今月末からは、パリで各国首脳も参加する国連気候変動枠組条約第21回締約国会議(COP21)が開かれる予定で、仏政府は警備を強化していたが、盲点を突くように無防備な市民が狙われた。この事件を防げなかった衝撃は大きく、家族や友人は悲劇を悔やみ追悼の思いを深めている。



海外実習中の米大学生やスペイン人技師、たまたま劇場に居合わせた英国人…。犠牲者の身元が次第に明らかになると、その被害者の国籍は欧州だけではなく世界各国に渡っていることが分かった。そして、現地にいる日本人にも例外なく牙を向いた。たまたま遅刻してパーティー会場で起きた襲撃を免れた大学院生、混乱した街頭で警官に銃を向けられた高校生…。「一歩間違えれば巻き込まれていた」「いつ撃たれるか怯えながら避難した」と、一夜開けても動揺は続いていた。



「パーティーに遅刻したおかげで助かった。"九死に一生を得た"という言葉しか思い浮かばない」フランスの大学院に留学中の石川 勇太さん(31)はテロ当日の夜、知人から誘われてパリ市内にあるカフェ「ラ・ベルエキップ」で開かれた女性の誕生日パーティーに参加する予定だった。しかし用事で遅刻し、到着前に同店で銃の乱射があった。彼が滞在していた知人の家から店までは、歩いて約5分という距離にあった。お店へ向かう途中で、警官が路上を封鎖していて足止めされた。「喧嘩でもあったのかな」と考えながら待っていたところ、近くにいた若いフランス人女性が突然「この中に恋人がいるの!」と泣き出し、その異変に気付いたという。



すぐに滞在先に戻りニュースをチェックすると、あのパーティー会場が銃乱射の現場になったと知った。連絡がつながった知人の出席者から、「自分はすぐに机の陰に隠れて無事だったが、参加者の約半数が亡くなった。誕生日の女性も重体だ」と聞かされた。「自分は遅刻のおかげで助かったが、参加者は何人も亡くなっている。素直に喜ぶことはできない」と、神妙に語った。
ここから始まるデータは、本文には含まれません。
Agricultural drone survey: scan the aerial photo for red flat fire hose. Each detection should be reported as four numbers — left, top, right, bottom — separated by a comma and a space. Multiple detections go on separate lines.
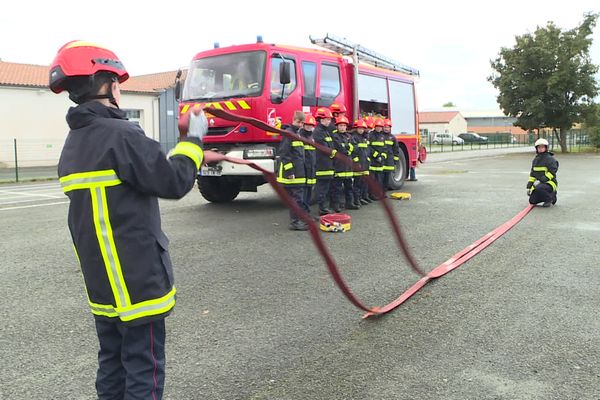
186, 107, 534, 317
「すぐ避難しろ」当日の夜、パリ中心部にあるレストランにいた高校2年生の近藤 拓実レオナルドさん(16)は、友人からの電話で市内のテロ発生を知った。店を飛び出して自転車を猛スピードで漕いでいると、どこからともなく「ダダダダ」と小刻みに銃声が響いた。通りには、警察車両が止まっていた。車両やごみ箱などの物陰に隠れていた警察らの視線が自分に集まり、気付けば銃口も向けられていた。慌てて両手を挙げると、警察は必死の形相で「隠れろ」と口にした。襲撃されて死傷者が出ているレストランが近くにあり、どこに犯人がいるか分からない恐怖と緊迫感に怯えながら、近所の友人の家に避難した。着ていた服は、大量の汗で濡れていた。ようやく自宅に帰り着いたのは、翌日の昼頃だった。「ここは僕らが遊んでいたパリなのかと思った」と語る彼は憔悴していた。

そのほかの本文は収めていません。